Repetition of a disturbing theme
By Denzil Lush
What did a psychiatrist's expert report and Ravel's Boléro have in common? Denzil Lush recalls a difficult case involving capacity
Robin Jacoby is the emeritus professor of old age psychiatry at the University of Oxford. I first met him at a conference in 1997. After that, our paths crossed several times. I contributed a chapter on the Court of Protection to his book, Psychiatry in the Elderly (Oxford University Press 4th edition 2008).
In 2014, we were both involved in a venomous dispute about a lasting power of Attorney (LPA). My judgment in the case, The Public Guardian v CT & Anor [2014] EWCOP 51, is available on the bailii.org website.
CT was born in 1929 and worked at the Ford Motors Dagenham plant until he retired. He was married with two children – a son (born in 1949) and a daughter, EY (born in 1960). In May 2013, he had a stroke and was admitted to hospital, where he was diagnosed with vascular dementia.
Unfortunately, his debility created a schism in the family, with CT and EY aligning on one side and his wife and son on the other.
A month after the stroke, CT executed an LPA appointing EY to be his sole attorney. It was registered by the public guardian in August 2013. EY then began behaving aggressively towards her mother. She severed the joint tenancy of the matrimonial home, closed the joint bank account, stopped paying the utility bills and was even contemplating divorce proceedings in her father’s name.
When he was discharged from hospital in the November, EY drove him to her home rather than his, refusing to let anyone else have access to him. CT’s wife and son raised their concerns with the public guardian, who tried to investigate them. However, he was obstructed by EY at every turn.
Eventually, when Court of Protection proceedings initiated by the public guardian were under way, EY reluctantly agreed to have her father’s capacity assessed by a single joint expert.

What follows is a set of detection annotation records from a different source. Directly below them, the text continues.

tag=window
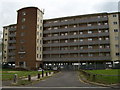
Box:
[113,22,117,24]
[116,53,120,56]
[37,54,39,58]
[22,12,26,16]
[65,33,68,35]
[54,21,58,23]
[88,46,93,49]
[105,37,109,40]
[98,16,100,18]
[5,39,7,41]
[104,22,108,25]
[65,40,68,43]
[22,18,26,22]
[88,38,92,41]
[20,32,25,36]
[88,31,92,34]
[88,54,93,57]
[106,45,110,48]
[80,46,83,49]
[37,47,39,50]
[87,24,92,26]
[80,39,83,42]
[40,26,42,30]
[74,39,77,42]
[115,44,119,48]
[106,53,110,56]
[80,32,83,34]
[105,30,108,32]
[20,40,25,43]
[20,46,24,51]
[115,37,119,40]
[73,25,76,27]
[114,29,119,32]
[98,30,102,33]
[73,32,77,35]
[99,38,102,40]
[54,27,58,29]
[48,28,52,30]
[113,14,117,17]
[98,23,101,25]
[99,46,103,48]
[99,53,103,56]
[65,26,68,28]
[21,25,25,29]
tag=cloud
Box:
[93,2,118,12]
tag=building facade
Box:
[3,7,120,69]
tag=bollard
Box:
[38,73,40,79]
[42,70,44,77]
[28,75,31,81]
[13,74,17,83]
[46,72,48,76]
[49,71,51,75]
[93,74,96,81]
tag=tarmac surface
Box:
[2,71,120,90]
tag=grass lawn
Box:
[2,69,50,80]
[85,69,120,84]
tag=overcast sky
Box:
[0,0,120,31]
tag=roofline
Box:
[17,6,44,14]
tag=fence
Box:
[1,71,56,86]
[80,70,120,84]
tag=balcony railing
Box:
[43,40,110,47]
[8,52,16,56]
[9,28,16,31]
[43,56,111,62]
[44,17,108,27]
[43,32,109,40]
[8,58,16,62]
[9,34,16,37]
[43,25,109,34]
[8,46,16,49]
[43,48,110,54]
[9,40,16,43]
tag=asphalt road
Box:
[27,71,95,87]
[2,71,120,90]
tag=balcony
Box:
[8,58,16,62]
[9,34,16,37]
[43,56,112,62]
[43,48,110,54]
[8,46,16,49]
[18,51,26,54]
[43,40,110,47]
[44,17,108,27]
[43,32,109,40]
[9,40,16,43]
[43,25,109,34]
[8,52,16,56]
[9,28,16,31]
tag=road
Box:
[27,71,94,87]
[2,71,119,90]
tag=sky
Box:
[0,0,120,32]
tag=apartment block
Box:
[3,7,120,69]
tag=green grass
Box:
[85,69,120,84]
[2,69,50,80]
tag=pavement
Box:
[2,71,120,90]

Professor Jacoby was that expert. He was asked to answer ten questions, all around whether CT had capacity to do certain things. To nine of those questions, he replied: “Yes, CT does have the capacity to do this, as long as he receives independent advice.”
His responses became increasingly repetitive and more emphatic until they reached this climax: “I am not making any comment here about the quality of advice he now gets from EY, because this is beyond my remit, and I have no information on it anyway. However, because he is now entirely dependent on her, he might be more likely to accept her advice without more careful consideration.”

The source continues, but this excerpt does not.